Przejdź do treści głównej
Lewy panel

Wersja do druku

Dlaczego nie chcą nas zatrudniać?

22.10.2009
Autor: Magdalena Gajda, fot: Piotr Stanisławski
Źródło: inf. własna

Najwięcej propozycji dla pracowników z niepełnosprawnością mają duże, stabilne firmy. Mniejsze wolą płacić "składki" na PFRON. Tak wynika z badania "Zatrudnienie osób niepełnosprawnych na otwartym rynku pracy. Uwarunkowania systemowe", przeprowadzonego przez Instytut Spraw Publicznych (ISP).

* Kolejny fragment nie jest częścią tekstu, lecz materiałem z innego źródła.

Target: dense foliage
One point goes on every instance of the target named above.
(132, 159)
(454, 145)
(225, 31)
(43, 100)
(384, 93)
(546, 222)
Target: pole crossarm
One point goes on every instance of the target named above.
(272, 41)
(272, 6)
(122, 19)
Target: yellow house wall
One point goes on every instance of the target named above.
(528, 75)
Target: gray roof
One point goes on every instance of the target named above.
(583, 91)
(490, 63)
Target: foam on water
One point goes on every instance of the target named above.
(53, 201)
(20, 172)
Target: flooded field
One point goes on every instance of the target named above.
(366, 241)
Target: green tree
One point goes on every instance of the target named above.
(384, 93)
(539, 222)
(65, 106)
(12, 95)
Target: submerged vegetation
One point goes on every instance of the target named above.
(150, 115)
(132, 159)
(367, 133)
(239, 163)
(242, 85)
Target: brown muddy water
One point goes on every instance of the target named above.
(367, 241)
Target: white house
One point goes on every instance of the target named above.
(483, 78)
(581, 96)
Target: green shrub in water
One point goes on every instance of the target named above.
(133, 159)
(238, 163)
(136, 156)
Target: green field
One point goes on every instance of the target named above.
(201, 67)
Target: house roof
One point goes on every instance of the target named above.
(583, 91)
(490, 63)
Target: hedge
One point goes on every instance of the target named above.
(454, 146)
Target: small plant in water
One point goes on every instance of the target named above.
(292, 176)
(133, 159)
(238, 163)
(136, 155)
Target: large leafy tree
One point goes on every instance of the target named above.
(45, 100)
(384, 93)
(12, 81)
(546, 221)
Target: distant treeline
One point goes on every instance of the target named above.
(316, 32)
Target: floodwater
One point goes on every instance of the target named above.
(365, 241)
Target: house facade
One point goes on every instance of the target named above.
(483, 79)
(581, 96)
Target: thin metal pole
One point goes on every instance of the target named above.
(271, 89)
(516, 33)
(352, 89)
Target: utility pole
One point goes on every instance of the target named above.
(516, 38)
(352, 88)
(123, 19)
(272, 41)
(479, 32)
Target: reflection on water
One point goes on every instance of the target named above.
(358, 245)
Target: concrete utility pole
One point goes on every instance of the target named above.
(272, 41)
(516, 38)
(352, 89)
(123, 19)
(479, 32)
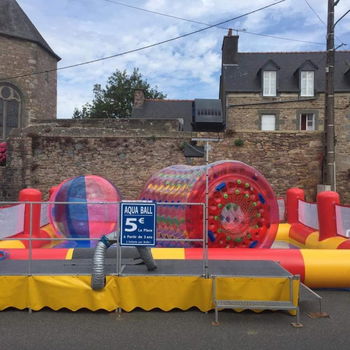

Ze wszystkich krajów europejskich Polska ma jeden z najniższych wskaźników zatrudnienia osób z niepełnosprawnością. Z danych GUS wynika, że tylko 24 proc. z nich (wśród osób w wieku produkcyjnym) jest aktywnych zawodowo, przy czym większość z nich pracuje na rynku chronionym.

- Brak pracy to główny czynnik marginalizacji społecznej i ekonomicznej. Istnieje wprawdzie u nas system wspierania zatrudnienia osób niepełnosprawnych, ale odnosi on skutek inny niż zamierzony. PFRON gromadzi wprawdzie fundusze na swoją działalność, ale zatrudnienie osób niepełnosprawnych radykalnie nie wzrasta – powiedział dr Janusz Kucharczyk, prezes Instytutu Spraw Publicznych.

IPS przeprowadził badanie, w którym wzięło 615 przedsiębiorców z rynku otwartego zatrudniających u siebie od 25 do powyżej 250 pracowników. Firmy dobierano według m.in. wielkości i regionu działalności. – Istotne było też to, czy zakład płaci "składki" na PFRON. Wśród wszystkich badanych, 37 proc. stanowili pracodawcy, którzy nie zatrudniają wystarczającej liczby pracowników z niepełnosprawnością i odprowadzają z tego tytułu odpowiednie kwoty do Funduszu, a ci, którzy osiągają wymagany wskaźnik – 17 proc. - powiedziała dr Ewa Giermanowska, ekspert ISP.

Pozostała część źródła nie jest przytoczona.